Сравнив цветной снимок с эталонными таблицами здорового человека, врач прописывает курсы лечения ультразвуком и в цветовом спектре, которые должны исправить отклонения в ауре больного. Рак? Он будет излечен. Туберкулез? И на него найдется управа. Смешно? Но ведь еще совсем недавно смешно было подумать о передаче радиоволн через Атлантику. «Смешно» было представить себе полет со скоростью более сотни миль в час. Утверждалось, что человеческое тело не выдержит такого напряжения. «Смешно» было думать о полетах в космос. А обезьяны уже летали. Так и эта моя «смешная идея. Я видел ее в действии!

Снаружи в мою комнату прорвался шум, возвращая меня к настоящему. Шум? Грохочущие на стрелках поезда, рев пронесшейся мимо пожарной машины и громкая болтовня людей, стекающихся к ярким огням местного увеселительного заведения. «Позже, — сказал я себе, — когда стихнет весь этот жуткий грохот, я воспользуюсь кристаллом и скажу Им, что сделаю, как Они просят».

Растущее внутри меня «ощущение тепла» подсказывает, что «Они» уже знают и рады этому.

Итак, вот она, правда, как мне и было указано, «История Рампы».

Глава 2

Мой путь

На рубеже XX столетия Тибет оказался зажатым в тисках многочисленных проблем. Британия на весь свет голосила, что у Тибета слишком дружественные отношения с Россией в ущерб интересам британского империализма. В просторных залах своего московского дворца царь всея Руси закатывался в визгливых жалобах на то, что Тибет все больше сближается с Британией. В императорском дворе Китая раздавались яростные обвинения в адрес Тибета за его чрезмерное сближение с Британией и Россией и, само собой, недостаточно дружественное отношение к Китаю.

По Лхасе толпами бродили шпионы разных стран, неумело переодетые нищенствующими монахами, паломниками, миссионерами, словом, кем угодно, лишь бы это служило достаточным оправданием для пребывания в Тибете. Вся эта разномастная публика сходилась под сомнительным покровом темноты, чтобы окольными путями выведать, какую выгоду может им принести напряженная международная обстановка. Великий Тринадцатый, Тринадцатая Инкарнация Далай-Ламы, и по праву великий государственный деятель проявлял самообладание, сохранял мир и порядок и уверенно вел Тибет к выходу из смуты. Вежливые послания глав крупнейших мировых держав с уверениями в вечной дружбе и неискренними предложениями о «защите» то и дело доставлялись в Лхасу через хребты Священных Гималаев.

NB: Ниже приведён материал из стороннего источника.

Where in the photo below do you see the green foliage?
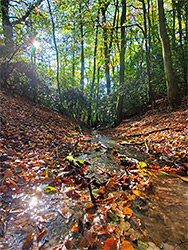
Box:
[0,0,188,125]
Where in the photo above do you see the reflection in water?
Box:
[29,196,38,208]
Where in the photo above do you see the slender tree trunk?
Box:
[101,4,111,94]
[1,0,14,56]
[185,2,188,94]
[176,0,187,91]
[72,22,75,86]
[79,6,84,90]
[87,13,99,126]
[47,0,63,107]
[115,0,126,126]
[157,0,180,109]
[142,0,154,107]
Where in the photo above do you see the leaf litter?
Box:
[0,92,187,250]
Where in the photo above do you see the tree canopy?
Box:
[0,0,188,126]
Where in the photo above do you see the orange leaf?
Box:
[104,238,117,250]
[22,234,34,250]
[120,240,134,250]
[37,229,48,243]
[123,207,133,215]
[71,222,78,233]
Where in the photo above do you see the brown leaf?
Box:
[123,207,133,215]
[104,238,117,250]
[37,229,48,243]
[120,240,134,250]
[22,233,34,250]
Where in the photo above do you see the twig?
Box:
[127,128,170,137]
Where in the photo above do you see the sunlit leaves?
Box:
[104,238,117,250]
[44,186,57,195]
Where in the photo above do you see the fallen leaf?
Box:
[120,240,134,250]
[180,177,188,182]
[71,222,78,233]
[123,207,133,216]
[22,233,34,250]
[104,238,117,250]
[37,229,48,243]
[44,186,57,195]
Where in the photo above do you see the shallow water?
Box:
[0,137,188,250]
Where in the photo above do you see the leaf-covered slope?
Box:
[112,98,188,168]
[0,92,88,168]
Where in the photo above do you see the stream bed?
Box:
[0,137,188,250]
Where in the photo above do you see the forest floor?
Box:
[101,96,188,174]
[0,91,188,250]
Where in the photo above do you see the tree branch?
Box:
[11,0,43,25]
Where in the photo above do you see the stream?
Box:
[0,136,188,250]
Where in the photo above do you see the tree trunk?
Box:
[47,0,63,108]
[176,1,187,91]
[1,0,14,56]
[101,4,111,94]
[79,6,84,90]
[185,2,188,94]
[142,0,155,107]
[87,13,99,126]
[157,0,180,109]
[115,0,126,126]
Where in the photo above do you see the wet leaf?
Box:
[44,186,57,195]
[71,222,78,233]
[104,238,117,250]
[37,229,48,243]
[85,202,96,214]
[138,240,149,250]
[180,177,188,182]
[123,207,133,216]
[136,161,147,168]
[108,210,119,221]
[120,240,134,250]
[76,159,84,165]
[22,234,34,250]
[133,190,142,197]
[120,221,131,231]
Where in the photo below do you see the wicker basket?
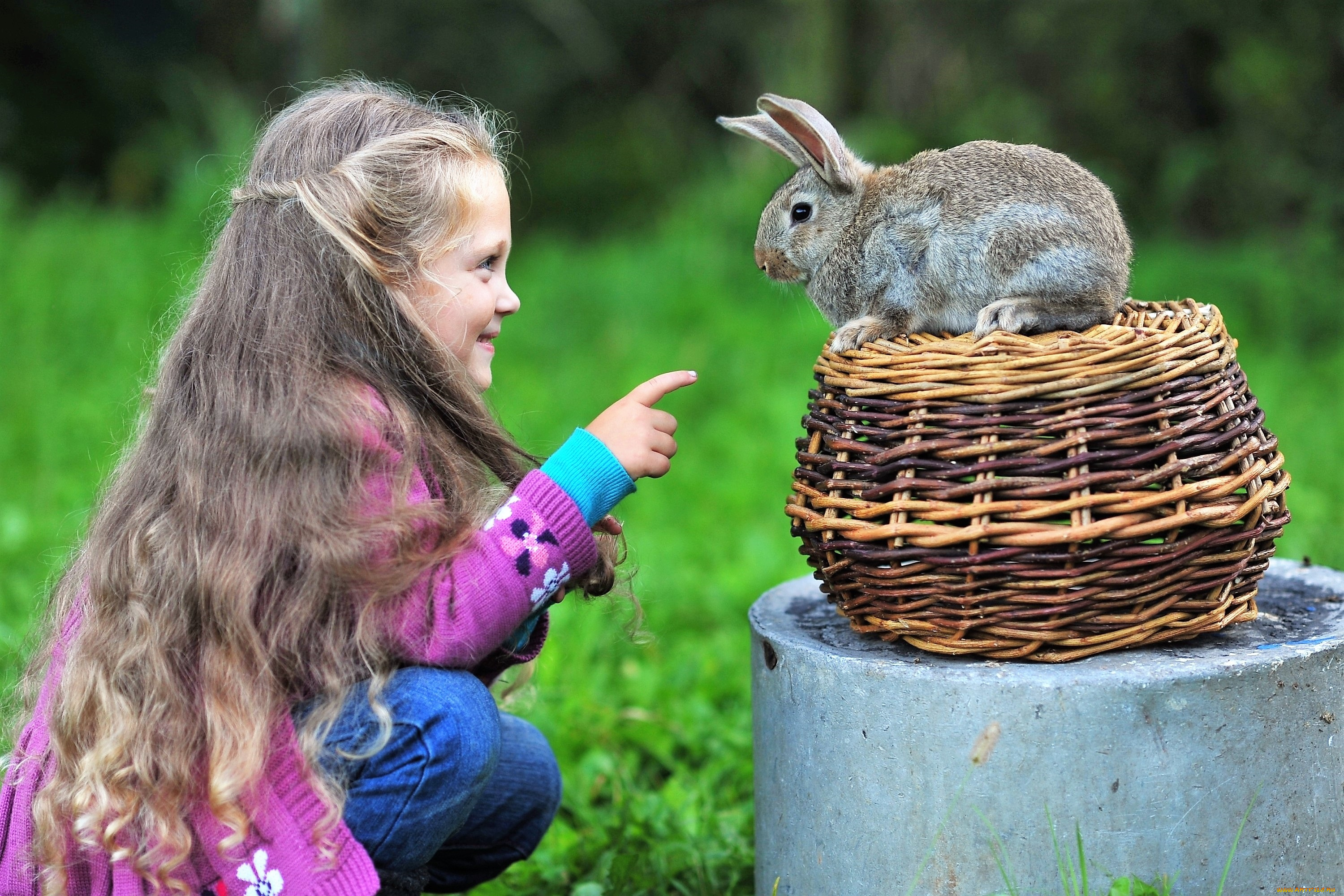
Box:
[788,300,1289,662]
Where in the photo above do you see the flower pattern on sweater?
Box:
[238,849,285,896]
[501,517,560,577]
[532,563,570,607]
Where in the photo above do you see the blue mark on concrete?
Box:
[1255,637,1335,650]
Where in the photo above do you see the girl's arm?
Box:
[374,470,597,669]
[372,371,695,677]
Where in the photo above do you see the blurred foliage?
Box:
[8,0,1344,235]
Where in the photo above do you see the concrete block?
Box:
[750,560,1344,896]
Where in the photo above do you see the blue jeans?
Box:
[294,666,560,893]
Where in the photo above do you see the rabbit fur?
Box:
[718,94,1132,352]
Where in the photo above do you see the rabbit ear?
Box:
[715,116,812,168]
[757,93,859,192]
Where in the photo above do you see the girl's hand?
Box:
[587,371,695,479]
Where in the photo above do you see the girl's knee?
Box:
[500,713,563,854]
[383,666,500,787]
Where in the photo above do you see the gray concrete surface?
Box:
[750,560,1344,896]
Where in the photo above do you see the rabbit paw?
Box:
[831,317,902,352]
[976,297,1036,339]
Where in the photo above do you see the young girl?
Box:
[0,81,695,896]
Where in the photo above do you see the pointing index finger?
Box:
[629,371,696,407]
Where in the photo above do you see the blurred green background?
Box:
[0,0,1344,896]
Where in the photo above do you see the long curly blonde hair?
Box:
[27,79,616,895]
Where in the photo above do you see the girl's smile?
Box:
[415,169,520,391]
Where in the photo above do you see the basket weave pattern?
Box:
[786,300,1289,662]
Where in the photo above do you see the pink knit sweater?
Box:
[0,446,597,896]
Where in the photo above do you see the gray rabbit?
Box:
[718,94,1132,351]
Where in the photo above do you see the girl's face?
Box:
[415,172,520,391]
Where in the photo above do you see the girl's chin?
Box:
[469,352,495,392]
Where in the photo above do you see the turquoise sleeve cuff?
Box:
[542,429,634,526]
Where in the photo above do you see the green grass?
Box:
[0,154,1344,896]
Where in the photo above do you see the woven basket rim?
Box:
[813,298,1236,405]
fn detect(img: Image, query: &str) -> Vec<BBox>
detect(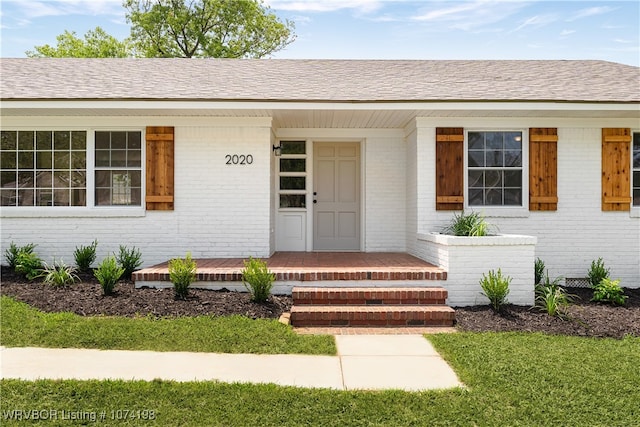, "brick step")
[291,305,455,327]
[291,286,447,305]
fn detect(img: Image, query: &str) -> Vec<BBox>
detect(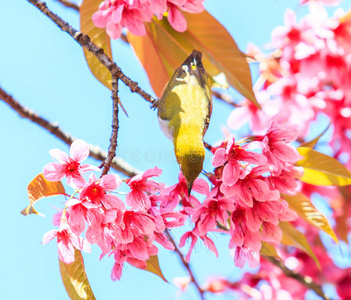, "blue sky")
[0,0,347,300]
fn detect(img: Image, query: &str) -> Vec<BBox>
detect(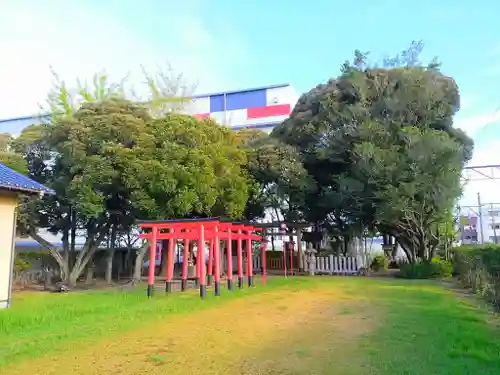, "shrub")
[396,258,453,279]
[370,255,389,272]
[14,258,31,273]
[453,244,500,307]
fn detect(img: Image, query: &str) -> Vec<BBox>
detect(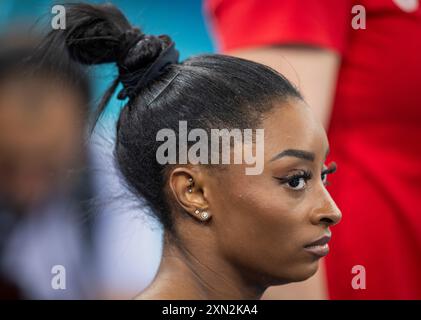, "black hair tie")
[117,42,179,100]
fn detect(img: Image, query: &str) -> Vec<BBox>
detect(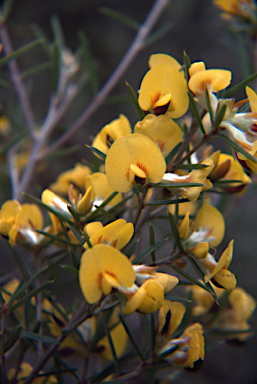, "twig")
[0,10,35,130]
[38,0,169,161]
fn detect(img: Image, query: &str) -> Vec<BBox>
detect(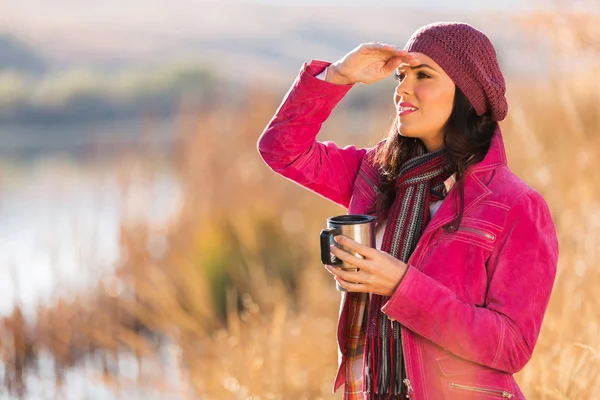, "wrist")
[325,64,354,85]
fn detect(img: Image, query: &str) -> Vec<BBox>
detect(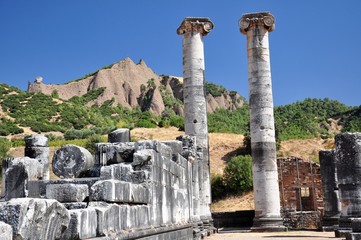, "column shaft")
[240,13,284,231]
[177,18,213,220]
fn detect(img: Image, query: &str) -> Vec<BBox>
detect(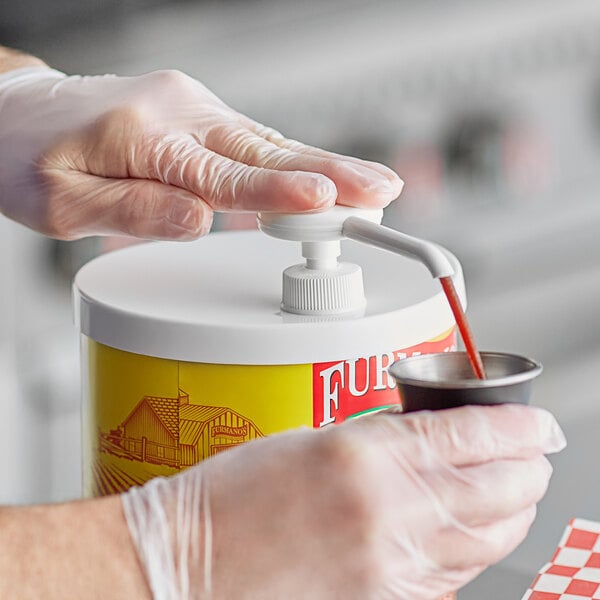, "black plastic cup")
[389,352,542,412]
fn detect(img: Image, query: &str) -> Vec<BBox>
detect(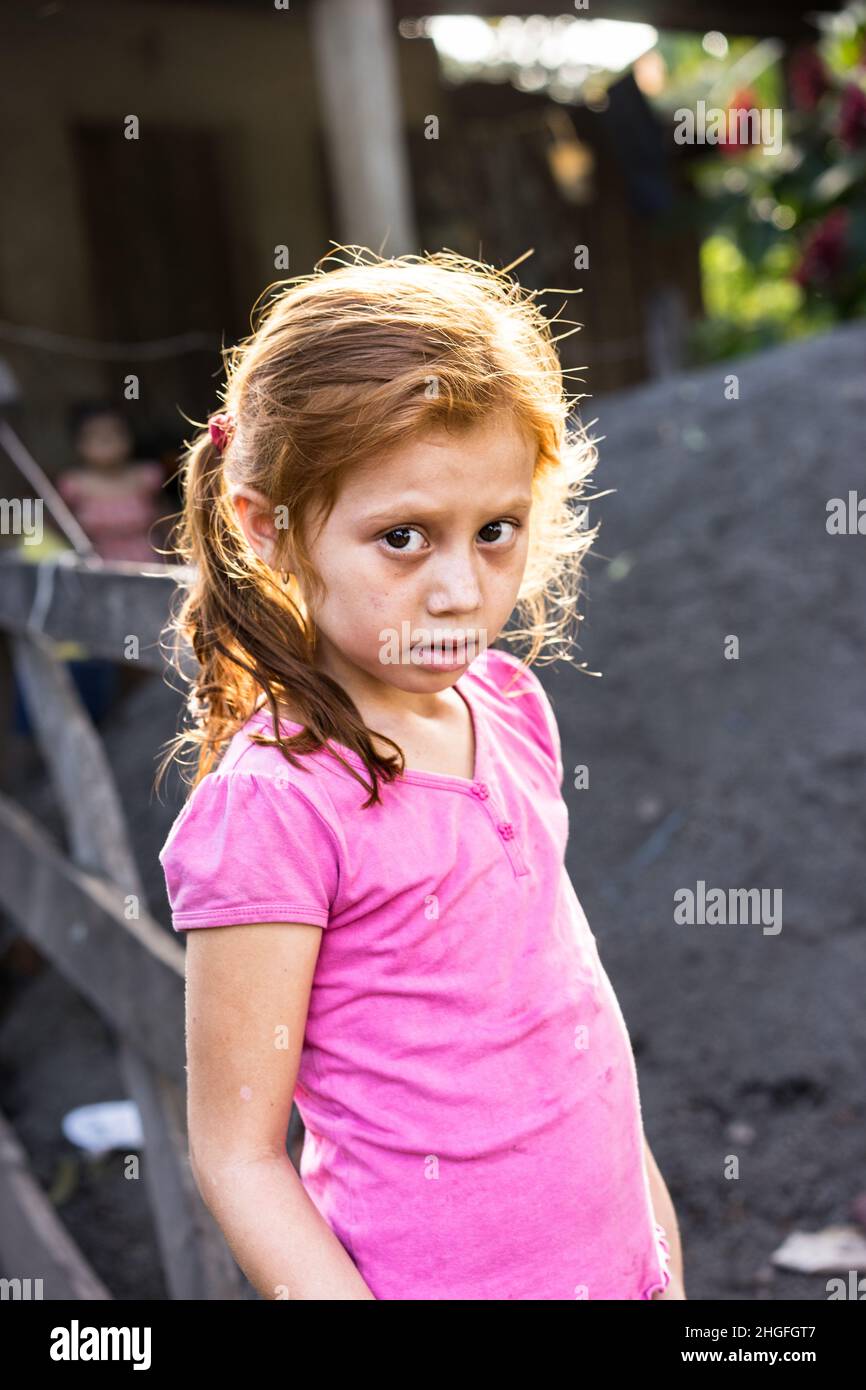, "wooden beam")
[0,635,245,1301]
[310,0,418,256]
[0,795,185,1081]
[0,550,195,674]
[0,1115,111,1302]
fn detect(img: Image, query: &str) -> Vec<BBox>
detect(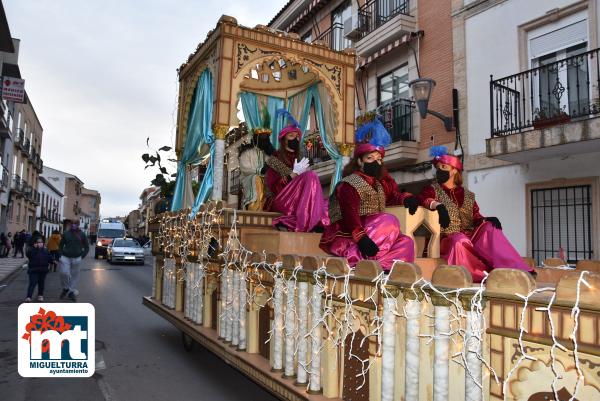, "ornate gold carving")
[401,288,425,302]
[213,124,229,140]
[433,183,475,234]
[338,143,354,157]
[235,43,281,74]
[254,128,272,135]
[383,284,400,298]
[330,173,385,224]
[431,294,451,306]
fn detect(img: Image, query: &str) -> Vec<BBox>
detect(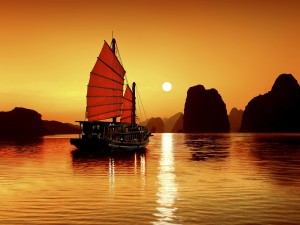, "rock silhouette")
[163,112,183,133]
[240,74,300,132]
[183,85,230,133]
[171,113,183,133]
[147,117,165,133]
[0,107,47,139]
[228,108,244,133]
[0,107,80,139]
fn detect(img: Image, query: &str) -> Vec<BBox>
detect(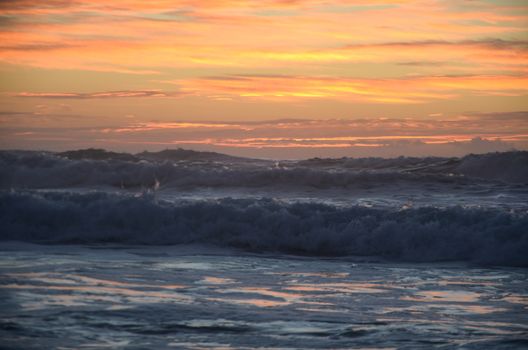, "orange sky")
[0,0,528,158]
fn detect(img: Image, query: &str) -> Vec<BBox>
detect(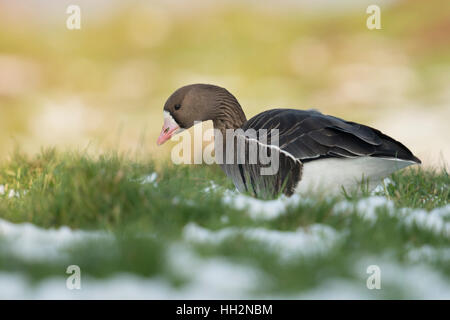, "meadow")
[0,149,450,299]
[0,0,450,299]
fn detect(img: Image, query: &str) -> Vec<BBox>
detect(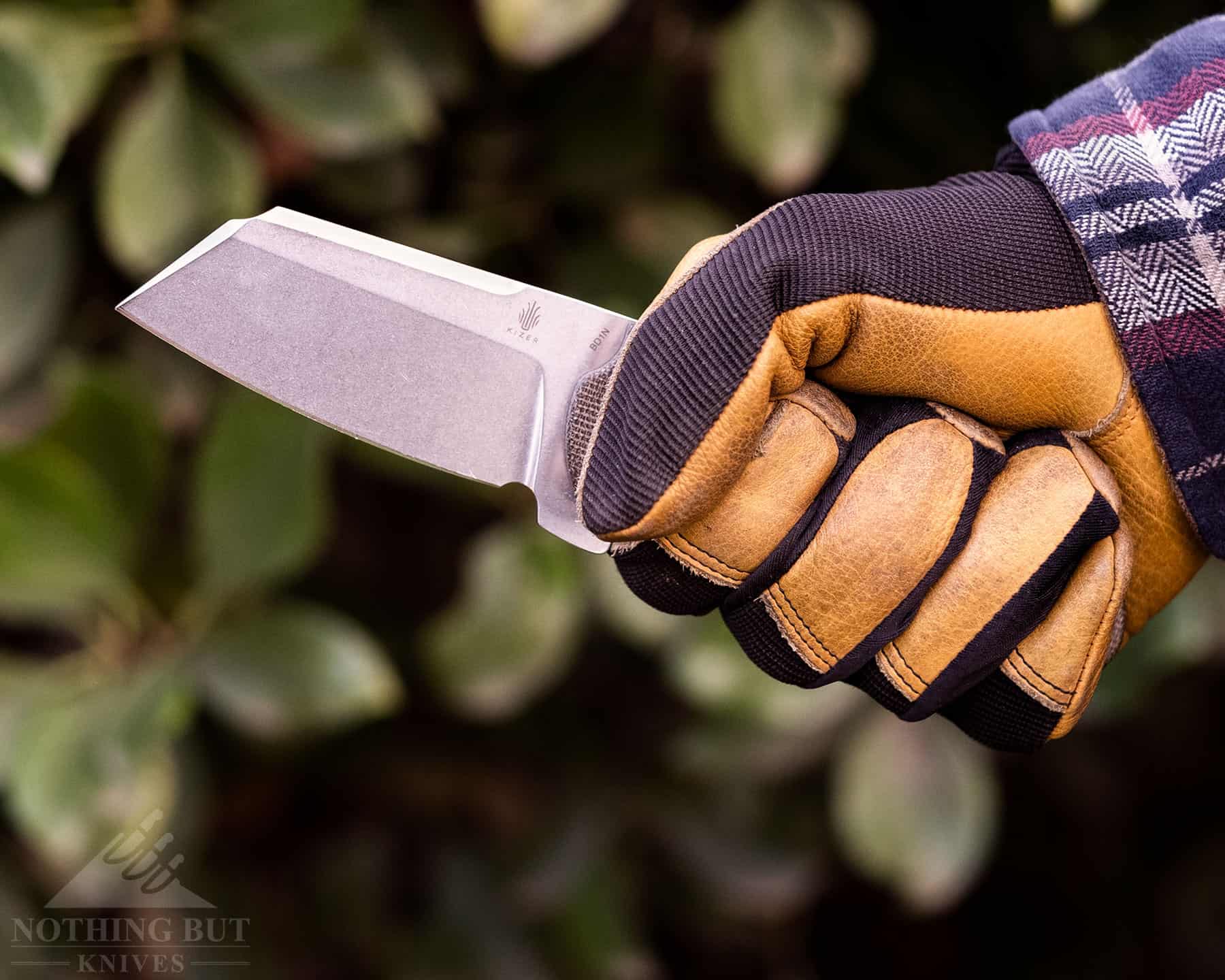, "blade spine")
[116,308,509,489]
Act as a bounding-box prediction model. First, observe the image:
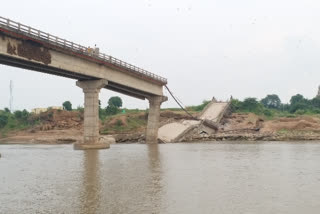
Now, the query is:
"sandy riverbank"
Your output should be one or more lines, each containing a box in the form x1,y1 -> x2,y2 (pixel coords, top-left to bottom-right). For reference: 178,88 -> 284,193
0,111 -> 320,144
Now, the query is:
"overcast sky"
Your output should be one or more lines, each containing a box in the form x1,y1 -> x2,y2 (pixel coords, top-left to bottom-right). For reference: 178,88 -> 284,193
0,0 -> 320,110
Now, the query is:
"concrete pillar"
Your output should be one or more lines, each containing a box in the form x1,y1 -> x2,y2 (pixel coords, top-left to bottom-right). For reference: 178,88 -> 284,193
146,96 -> 168,144
74,79 -> 110,149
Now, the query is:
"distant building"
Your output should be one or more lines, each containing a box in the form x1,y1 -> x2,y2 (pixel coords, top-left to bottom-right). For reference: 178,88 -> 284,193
31,106 -> 63,114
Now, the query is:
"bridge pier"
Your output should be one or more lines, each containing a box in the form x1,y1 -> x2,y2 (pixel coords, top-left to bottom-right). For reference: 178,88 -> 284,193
74,79 -> 110,150
146,96 -> 168,144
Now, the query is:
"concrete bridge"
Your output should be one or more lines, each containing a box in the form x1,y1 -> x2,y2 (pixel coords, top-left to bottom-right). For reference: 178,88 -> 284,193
0,17 -> 167,149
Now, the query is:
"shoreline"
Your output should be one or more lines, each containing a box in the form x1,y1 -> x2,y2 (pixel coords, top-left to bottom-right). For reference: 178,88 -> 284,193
0,133 -> 320,145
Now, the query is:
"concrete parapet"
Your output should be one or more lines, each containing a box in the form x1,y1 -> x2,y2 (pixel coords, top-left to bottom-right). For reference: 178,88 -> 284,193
74,79 -> 109,149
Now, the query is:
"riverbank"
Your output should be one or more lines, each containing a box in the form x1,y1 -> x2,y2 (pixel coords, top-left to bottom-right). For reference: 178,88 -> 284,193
0,110 -> 320,144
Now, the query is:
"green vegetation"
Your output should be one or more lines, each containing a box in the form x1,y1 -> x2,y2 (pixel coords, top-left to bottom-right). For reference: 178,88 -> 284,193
0,108 -> 35,137
62,101 -> 72,111
99,96 -> 125,120
231,94 -> 320,119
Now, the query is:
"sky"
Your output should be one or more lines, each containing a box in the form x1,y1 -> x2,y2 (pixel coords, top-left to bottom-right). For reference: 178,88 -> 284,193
0,0 -> 320,110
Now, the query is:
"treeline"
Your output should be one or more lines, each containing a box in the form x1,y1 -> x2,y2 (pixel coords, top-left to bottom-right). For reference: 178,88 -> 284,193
231,94 -> 320,116
0,108 -> 31,134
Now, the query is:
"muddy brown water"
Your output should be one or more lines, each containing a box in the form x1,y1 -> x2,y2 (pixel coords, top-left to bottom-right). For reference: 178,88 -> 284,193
0,142 -> 320,214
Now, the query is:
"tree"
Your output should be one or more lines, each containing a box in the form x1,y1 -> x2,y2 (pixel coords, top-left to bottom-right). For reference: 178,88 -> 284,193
106,97 -> 122,115
106,105 -> 118,115
108,97 -> 122,108
261,94 -> 281,109
289,94 -> 312,113
290,94 -> 306,105
62,101 -> 72,111
242,97 -> 261,112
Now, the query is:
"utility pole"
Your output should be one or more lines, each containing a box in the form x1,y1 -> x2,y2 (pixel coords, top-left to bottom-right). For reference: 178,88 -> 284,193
9,80 -> 13,113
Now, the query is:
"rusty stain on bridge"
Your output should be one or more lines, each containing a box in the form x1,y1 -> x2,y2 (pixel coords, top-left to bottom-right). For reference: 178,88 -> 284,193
7,41 -> 51,65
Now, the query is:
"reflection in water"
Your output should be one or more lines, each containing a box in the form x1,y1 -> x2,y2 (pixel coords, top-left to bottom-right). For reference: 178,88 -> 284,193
0,142 -> 320,214
147,144 -> 163,214
80,150 -> 101,214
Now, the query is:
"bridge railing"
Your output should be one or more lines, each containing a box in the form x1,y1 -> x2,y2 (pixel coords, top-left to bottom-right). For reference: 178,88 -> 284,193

Вот в такой атмосфере тревоги и беспокойства я и появился на свет. Права была бабушка Рампа, говоря, что я родился для жизни, полной тревог, ибо всю жизнь я не знал покоя, причем едва ли по собственной вине! Ясновидцы и прорицатели не жалели похвал прирожденному дару «этого мальчика к ясновидению и телепатии. «Возвышенная личность», — говорил один. «Ему суждено оставить свое имя в истории», — говорил другой. «Великий Светоч нашего Дела», — говорил третий. И я, тогда совсем еще в нежном возрасте, громогласно и энергично протестовал по поводу такой глупости, как мое очередное появление на свет. Мои родственники, как только я начал понимать их речи, при каждом удобном случае напоминали, какой рев я тогда закатил; они радостно утверждали, что мои вопли были самыми пронзительными и неблагозвучными, какие им доводилось слышать.